Synthesis of Maribavir

Maribavir is synthesised using 4,5-Dichloro-1,2-phenylenediamine as a raw material by chemical reaction. The specific synthesis steps are as follows:

4,5-Dichloro-1,2-phenylenediamine (4.1) was reacted with isopropyl isothiocyanate in pyridine in the presence of a desulfurizing agent, N-cyclohexyl-N′-(2-morpholinoethyl)- carbodiimide methyl-p-toluenesulfonate (morpho-CDI), to generate benzimidazole 4.2 in 72% yield. This was coupled with 1,2,3,5-tetra-O-acetyl-β-L-ribofuranose (4.3) under Vorbruggen conditions (N,O-bis(trimethylsilyl)acetamide, trimethylsilyl trifluoromethanesulfonate) to generate ribofuranoside 4.4 in 80−90% yield.

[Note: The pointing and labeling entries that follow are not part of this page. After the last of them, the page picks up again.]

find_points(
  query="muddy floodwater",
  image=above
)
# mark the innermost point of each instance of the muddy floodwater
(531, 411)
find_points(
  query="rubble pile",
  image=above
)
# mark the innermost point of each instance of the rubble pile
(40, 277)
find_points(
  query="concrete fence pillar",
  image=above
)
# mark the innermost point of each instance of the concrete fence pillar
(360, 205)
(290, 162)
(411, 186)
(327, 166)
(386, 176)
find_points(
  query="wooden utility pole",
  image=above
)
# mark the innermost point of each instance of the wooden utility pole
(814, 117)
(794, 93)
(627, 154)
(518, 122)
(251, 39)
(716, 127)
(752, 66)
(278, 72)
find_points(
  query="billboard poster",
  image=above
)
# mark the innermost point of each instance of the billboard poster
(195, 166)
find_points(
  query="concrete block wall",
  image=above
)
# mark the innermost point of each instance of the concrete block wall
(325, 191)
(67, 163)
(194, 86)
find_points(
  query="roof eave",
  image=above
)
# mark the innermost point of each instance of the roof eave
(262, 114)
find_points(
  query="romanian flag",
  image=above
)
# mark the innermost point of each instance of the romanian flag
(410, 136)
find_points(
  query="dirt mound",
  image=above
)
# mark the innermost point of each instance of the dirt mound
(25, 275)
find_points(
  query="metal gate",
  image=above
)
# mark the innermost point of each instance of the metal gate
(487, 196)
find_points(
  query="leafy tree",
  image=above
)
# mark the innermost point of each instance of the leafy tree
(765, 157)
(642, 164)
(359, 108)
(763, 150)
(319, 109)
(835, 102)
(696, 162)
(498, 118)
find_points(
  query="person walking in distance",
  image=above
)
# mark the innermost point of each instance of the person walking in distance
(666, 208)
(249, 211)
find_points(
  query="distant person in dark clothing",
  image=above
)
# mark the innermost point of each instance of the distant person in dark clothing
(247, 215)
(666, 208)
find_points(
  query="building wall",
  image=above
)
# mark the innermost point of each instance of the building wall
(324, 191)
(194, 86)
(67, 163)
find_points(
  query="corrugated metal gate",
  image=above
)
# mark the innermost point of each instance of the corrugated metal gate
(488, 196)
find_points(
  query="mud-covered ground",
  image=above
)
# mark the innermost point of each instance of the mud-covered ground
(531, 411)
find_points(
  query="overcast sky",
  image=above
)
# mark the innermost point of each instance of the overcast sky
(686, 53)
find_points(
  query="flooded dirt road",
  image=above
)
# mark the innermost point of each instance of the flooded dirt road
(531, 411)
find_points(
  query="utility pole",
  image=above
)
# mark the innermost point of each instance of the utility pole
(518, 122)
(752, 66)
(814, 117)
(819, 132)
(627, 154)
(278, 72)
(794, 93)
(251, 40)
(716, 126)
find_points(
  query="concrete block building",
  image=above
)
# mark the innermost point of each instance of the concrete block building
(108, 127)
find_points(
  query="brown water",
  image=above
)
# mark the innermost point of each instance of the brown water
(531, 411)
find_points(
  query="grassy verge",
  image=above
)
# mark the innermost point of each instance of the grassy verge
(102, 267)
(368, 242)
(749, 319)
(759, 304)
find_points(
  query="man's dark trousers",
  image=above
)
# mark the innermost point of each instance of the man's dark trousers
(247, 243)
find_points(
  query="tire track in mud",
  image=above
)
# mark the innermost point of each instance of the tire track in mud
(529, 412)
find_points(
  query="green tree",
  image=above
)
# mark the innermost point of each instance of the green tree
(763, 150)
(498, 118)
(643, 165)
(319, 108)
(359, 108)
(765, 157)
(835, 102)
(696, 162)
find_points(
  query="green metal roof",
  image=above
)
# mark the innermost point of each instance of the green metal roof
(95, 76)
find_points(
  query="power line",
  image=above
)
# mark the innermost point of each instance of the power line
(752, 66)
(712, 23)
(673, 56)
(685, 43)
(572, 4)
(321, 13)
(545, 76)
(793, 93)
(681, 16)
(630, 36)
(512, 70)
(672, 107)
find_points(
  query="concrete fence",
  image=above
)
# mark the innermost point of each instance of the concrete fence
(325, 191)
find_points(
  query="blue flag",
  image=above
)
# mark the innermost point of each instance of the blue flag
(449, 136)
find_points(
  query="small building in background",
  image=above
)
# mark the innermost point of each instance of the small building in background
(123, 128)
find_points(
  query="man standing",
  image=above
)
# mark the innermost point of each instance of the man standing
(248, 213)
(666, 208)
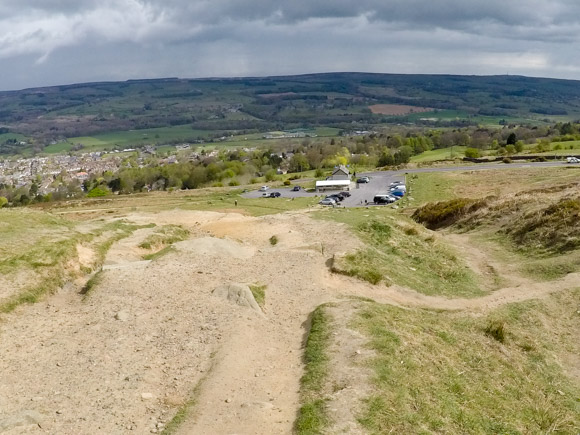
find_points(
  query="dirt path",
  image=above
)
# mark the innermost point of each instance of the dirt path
(126, 358)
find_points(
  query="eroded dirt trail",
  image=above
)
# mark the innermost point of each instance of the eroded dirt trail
(126, 358)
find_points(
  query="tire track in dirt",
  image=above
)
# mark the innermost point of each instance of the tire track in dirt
(173, 325)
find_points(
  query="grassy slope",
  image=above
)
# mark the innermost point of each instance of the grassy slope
(438, 186)
(48, 255)
(312, 416)
(441, 373)
(400, 252)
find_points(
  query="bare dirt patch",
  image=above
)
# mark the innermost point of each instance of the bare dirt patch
(397, 109)
(128, 356)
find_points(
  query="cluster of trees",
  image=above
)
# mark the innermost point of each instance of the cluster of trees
(390, 147)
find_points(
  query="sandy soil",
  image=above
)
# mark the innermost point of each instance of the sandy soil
(151, 334)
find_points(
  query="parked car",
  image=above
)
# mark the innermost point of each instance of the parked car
(327, 201)
(384, 199)
(336, 197)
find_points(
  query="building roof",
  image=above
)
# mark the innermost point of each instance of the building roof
(341, 168)
(327, 183)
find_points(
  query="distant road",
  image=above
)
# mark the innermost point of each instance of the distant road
(380, 180)
(474, 167)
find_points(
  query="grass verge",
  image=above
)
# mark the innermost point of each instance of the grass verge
(312, 416)
(91, 283)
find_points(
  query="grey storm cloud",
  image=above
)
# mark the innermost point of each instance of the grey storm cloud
(48, 41)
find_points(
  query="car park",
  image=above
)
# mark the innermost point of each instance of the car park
(384, 199)
(336, 197)
(327, 201)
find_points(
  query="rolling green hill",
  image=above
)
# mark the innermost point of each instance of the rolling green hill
(210, 108)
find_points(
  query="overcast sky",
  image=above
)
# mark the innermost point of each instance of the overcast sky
(47, 42)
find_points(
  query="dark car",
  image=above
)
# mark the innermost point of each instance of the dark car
(384, 199)
(336, 197)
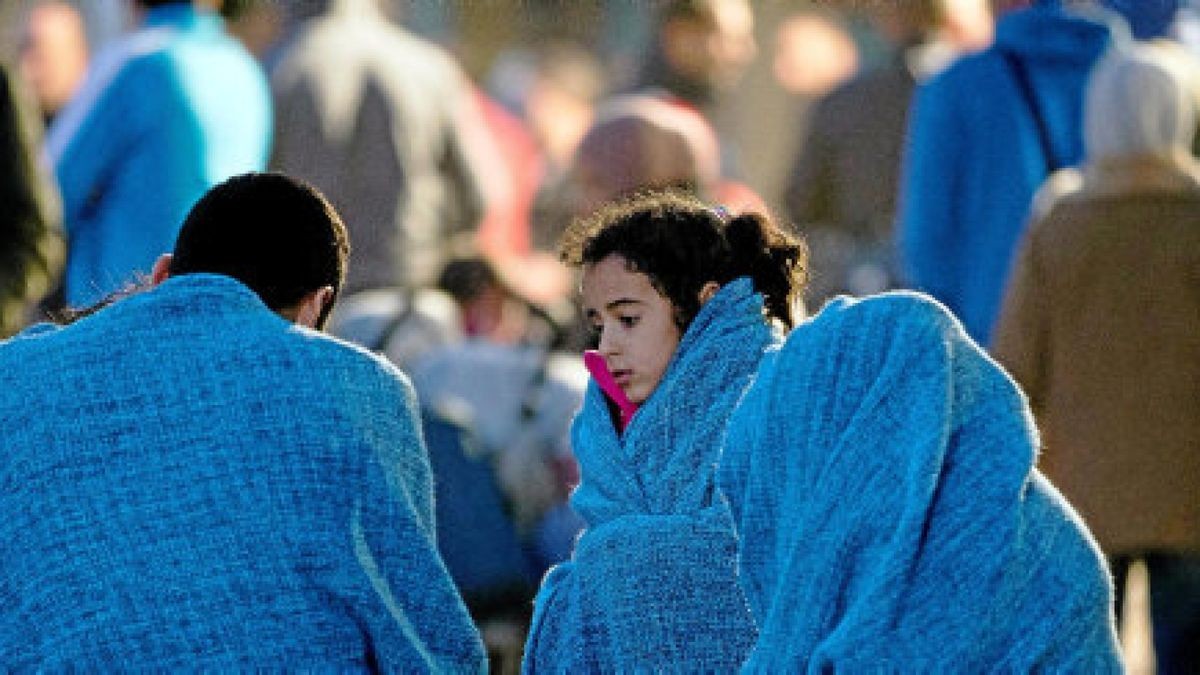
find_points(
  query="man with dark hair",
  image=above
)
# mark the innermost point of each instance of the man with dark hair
(207, 483)
(149, 131)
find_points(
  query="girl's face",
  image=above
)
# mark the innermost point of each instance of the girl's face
(634, 322)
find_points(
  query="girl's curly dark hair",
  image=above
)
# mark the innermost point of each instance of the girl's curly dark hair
(681, 244)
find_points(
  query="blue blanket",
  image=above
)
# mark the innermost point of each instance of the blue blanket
(881, 473)
(190, 482)
(653, 580)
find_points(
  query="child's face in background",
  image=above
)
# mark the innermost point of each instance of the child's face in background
(634, 322)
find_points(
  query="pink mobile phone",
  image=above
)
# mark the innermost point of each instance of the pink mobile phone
(599, 370)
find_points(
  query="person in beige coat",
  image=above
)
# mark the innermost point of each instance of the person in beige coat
(1101, 326)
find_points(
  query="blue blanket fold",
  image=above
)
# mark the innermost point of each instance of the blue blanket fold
(881, 475)
(653, 580)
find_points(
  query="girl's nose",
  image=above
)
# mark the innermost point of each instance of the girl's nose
(607, 345)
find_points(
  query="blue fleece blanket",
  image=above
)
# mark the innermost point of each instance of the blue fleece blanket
(189, 482)
(653, 580)
(881, 473)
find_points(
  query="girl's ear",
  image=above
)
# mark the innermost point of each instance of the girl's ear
(708, 291)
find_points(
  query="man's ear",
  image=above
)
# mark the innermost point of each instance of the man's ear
(312, 305)
(161, 270)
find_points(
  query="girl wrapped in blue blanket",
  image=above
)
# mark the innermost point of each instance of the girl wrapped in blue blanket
(684, 302)
(881, 473)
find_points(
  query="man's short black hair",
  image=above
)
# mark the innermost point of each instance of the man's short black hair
(276, 234)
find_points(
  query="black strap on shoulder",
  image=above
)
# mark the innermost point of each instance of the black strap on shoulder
(1021, 75)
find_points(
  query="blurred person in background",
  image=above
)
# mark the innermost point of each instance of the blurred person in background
(385, 124)
(1101, 326)
(150, 130)
(814, 53)
(53, 54)
(30, 248)
(700, 51)
(843, 186)
(982, 136)
(556, 90)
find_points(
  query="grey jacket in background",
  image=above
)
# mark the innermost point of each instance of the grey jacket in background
(30, 246)
(383, 123)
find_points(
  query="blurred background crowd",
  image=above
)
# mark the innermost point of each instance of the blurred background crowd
(910, 142)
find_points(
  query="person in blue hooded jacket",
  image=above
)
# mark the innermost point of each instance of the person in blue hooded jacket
(683, 300)
(193, 478)
(163, 114)
(880, 471)
(982, 137)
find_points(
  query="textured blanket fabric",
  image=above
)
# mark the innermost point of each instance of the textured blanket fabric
(881, 473)
(190, 482)
(653, 581)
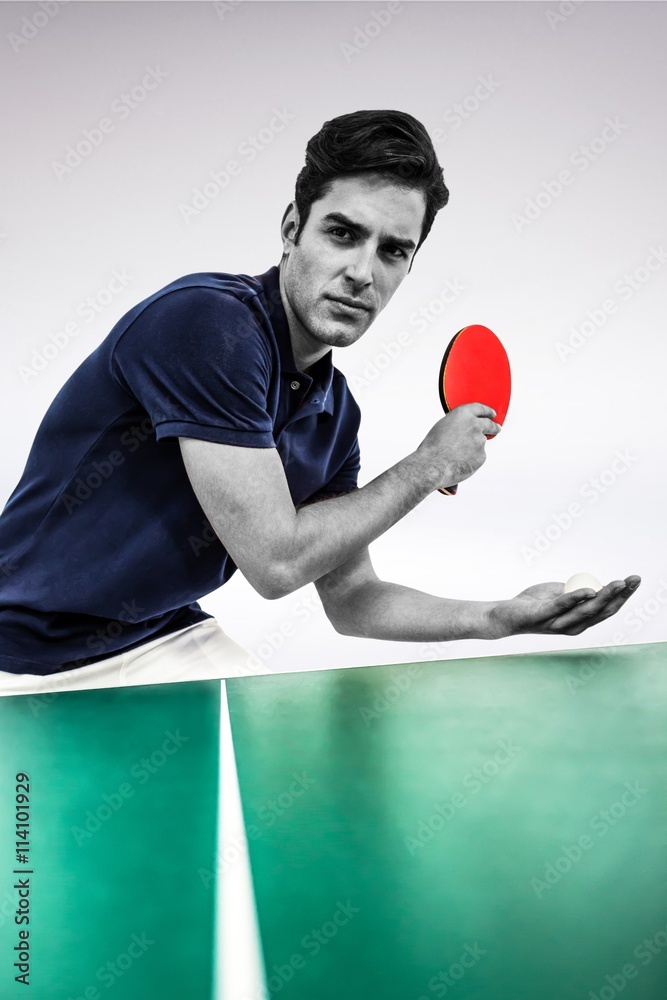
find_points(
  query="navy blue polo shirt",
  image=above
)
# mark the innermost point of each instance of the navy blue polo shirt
(103, 543)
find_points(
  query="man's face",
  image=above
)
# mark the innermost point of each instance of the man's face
(353, 253)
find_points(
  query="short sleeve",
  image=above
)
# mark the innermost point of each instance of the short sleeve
(345, 480)
(199, 363)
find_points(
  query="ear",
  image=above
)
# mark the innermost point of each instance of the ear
(289, 226)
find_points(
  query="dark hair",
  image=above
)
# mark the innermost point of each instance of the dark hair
(391, 143)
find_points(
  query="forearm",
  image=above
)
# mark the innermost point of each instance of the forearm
(380, 610)
(327, 534)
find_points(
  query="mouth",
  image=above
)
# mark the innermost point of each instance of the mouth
(349, 305)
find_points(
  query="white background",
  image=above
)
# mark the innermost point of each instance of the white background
(555, 73)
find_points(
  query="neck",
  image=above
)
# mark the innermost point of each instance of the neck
(306, 349)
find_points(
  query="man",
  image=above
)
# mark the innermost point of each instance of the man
(210, 431)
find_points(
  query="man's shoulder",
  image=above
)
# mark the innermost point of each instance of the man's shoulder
(200, 285)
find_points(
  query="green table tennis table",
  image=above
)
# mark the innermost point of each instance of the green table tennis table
(482, 829)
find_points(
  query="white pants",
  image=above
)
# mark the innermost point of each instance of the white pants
(199, 652)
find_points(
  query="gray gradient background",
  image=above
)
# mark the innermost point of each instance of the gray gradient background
(226, 69)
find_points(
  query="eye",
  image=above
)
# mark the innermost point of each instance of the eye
(337, 230)
(398, 253)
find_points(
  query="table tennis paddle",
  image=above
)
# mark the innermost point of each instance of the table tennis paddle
(475, 369)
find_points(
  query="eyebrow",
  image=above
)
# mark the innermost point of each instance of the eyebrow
(362, 230)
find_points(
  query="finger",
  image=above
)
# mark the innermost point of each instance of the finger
(602, 605)
(566, 602)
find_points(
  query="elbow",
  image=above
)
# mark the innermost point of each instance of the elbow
(274, 582)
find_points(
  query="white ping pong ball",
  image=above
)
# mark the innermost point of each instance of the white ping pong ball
(582, 580)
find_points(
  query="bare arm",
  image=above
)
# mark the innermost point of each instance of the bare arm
(244, 493)
(358, 603)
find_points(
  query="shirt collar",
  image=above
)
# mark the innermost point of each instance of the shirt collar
(321, 378)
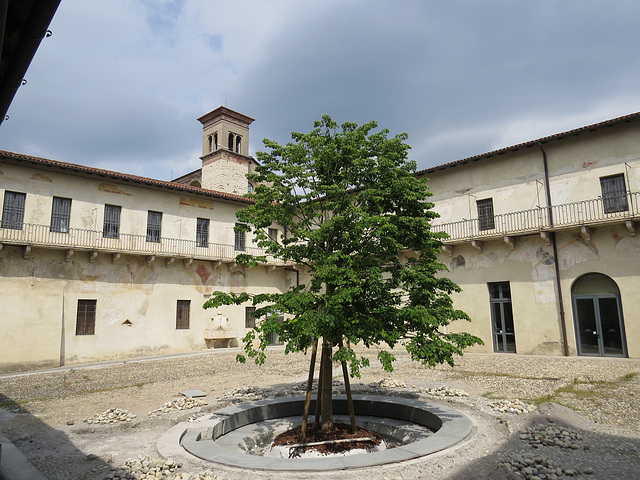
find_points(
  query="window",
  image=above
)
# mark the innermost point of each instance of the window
(614, 193)
(154, 224)
(13, 210)
(111, 225)
(240, 238)
(249, 319)
(273, 234)
(202, 233)
(504, 339)
(182, 314)
(485, 214)
(86, 317)
(60, 214)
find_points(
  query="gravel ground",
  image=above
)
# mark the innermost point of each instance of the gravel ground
(582, 414)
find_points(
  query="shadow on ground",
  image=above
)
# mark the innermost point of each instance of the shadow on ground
(15, 420)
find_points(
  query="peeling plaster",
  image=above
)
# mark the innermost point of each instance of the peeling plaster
(625, 243)
(110, 188)
(196, 202)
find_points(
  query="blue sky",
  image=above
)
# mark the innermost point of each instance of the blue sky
(121, 83)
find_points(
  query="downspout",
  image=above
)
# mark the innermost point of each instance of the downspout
(552, 237)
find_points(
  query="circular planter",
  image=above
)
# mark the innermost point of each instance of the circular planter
(205, 438)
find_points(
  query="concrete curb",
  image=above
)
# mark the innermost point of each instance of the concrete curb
(197, 439)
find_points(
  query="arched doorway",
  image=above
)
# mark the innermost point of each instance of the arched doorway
(597, 315)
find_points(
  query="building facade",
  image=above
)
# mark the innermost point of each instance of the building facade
(98, 265)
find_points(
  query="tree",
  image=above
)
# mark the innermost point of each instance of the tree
(358, 225)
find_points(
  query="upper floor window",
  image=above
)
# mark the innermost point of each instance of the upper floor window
(13, 210)
(154, 226)
(273, 234)
(486, 220)
(240, 239)
(202, 232)
(249, 319)
(111, 225)
(86, 317)
(60, 215)
(182, 314)
(614, 193)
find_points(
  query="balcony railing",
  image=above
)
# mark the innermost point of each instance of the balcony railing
(584, 213)
(80, 239)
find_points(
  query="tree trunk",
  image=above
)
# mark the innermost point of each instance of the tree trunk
(347, 388)
(319, 393)
(307, 400)
(327, 387)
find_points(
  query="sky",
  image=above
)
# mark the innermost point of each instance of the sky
(120, 83)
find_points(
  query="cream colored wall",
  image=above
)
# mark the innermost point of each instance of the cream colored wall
(227, 173)
(223, 127)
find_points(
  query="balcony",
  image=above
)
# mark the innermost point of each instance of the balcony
(75, 239)
(595, 212)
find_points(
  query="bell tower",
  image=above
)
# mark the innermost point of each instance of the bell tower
(225, 151)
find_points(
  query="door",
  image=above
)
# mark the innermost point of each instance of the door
(598, 316)
(504, 336)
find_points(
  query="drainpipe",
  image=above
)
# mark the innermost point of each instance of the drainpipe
(552, 235)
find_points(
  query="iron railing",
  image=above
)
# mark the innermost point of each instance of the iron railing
(76, 238)
(583, 213)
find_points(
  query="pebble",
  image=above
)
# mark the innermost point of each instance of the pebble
(444, 391)
(535, 467)
(142, 467)
(111, 416)
(511, 406)
(183, 403)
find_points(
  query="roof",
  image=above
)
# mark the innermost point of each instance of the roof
(23, 24)
(531, 143)
(121, 176)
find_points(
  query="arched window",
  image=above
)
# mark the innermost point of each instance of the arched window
(597, 314)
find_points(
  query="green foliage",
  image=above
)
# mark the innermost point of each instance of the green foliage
(358, 224)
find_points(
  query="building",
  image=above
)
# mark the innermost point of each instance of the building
(542, 240)
(98, 265)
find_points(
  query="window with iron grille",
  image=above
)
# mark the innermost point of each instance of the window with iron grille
(249, 319)
(202, 232)
(182, 314)
(111, 225)
(86, 317)
(60, 215)
(614, 193)
(273, 234)
(240, 239)
(486, 219)
(154, 226)
(13, 210)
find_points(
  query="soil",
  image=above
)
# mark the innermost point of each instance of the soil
(315, 434)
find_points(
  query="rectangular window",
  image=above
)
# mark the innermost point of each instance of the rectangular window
(486, 220)
(86, 317)
(111, 225)
(60, 215)
(504, 339)
(273, 234)
(154, 226)
(614, 193)
(182, 314)
(249, 319)
(202, 232)
(13, 210)
(240, 239)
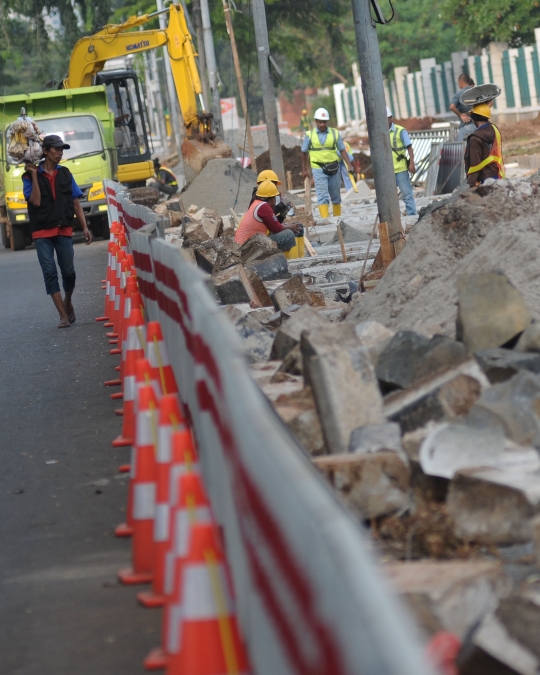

The desired anomer is formed due to the O-acetyl neighboring group's participation during the condensation, following Baker's 1,2-trans rule. Notably, the unnatural L-sugar configuration affects the anti-CMV mechanism of the drug and dramatically improves the drug's pharmacokinetic profile. Deacetylation using sodium carbonate in EtOH/water provided maribavir in 85−90% yield.

Introduction of Maribavir

Maribavir, developed by Takeda Pharmaceuticals, was approved by the USFDA in November 2021 for the treatment of post-transplant cytomegalovirus (CMV) infection/disease that is refractory to treatment (with or without genotypic resistance) with ganciclovir, valganciclovir, cidofovir, or foscarnet in adults and pediatric patients 12 years of age and older and weighing at least 35 kg. While post-transplant CMV infections are common, limited treatments are available. Maribavir is the first and only option for patients with treatment-resistant or refractory CMV. Maribavir is active by the inhibition of CMV protein kinase UL97, preventing human CMV replication. Since maribavir acts via a novel mechanism, it is suitable for patients who have demonstrated resistance to other anti-CMV agents. In an open-label Phase 3 trial, maribavir compared favorably to an active investigator-assigned treatment, with 55.7% versus 23.9% of patients, respectively, reaching the lower limit of quantification of plasma CMV DNA by the end of week 8.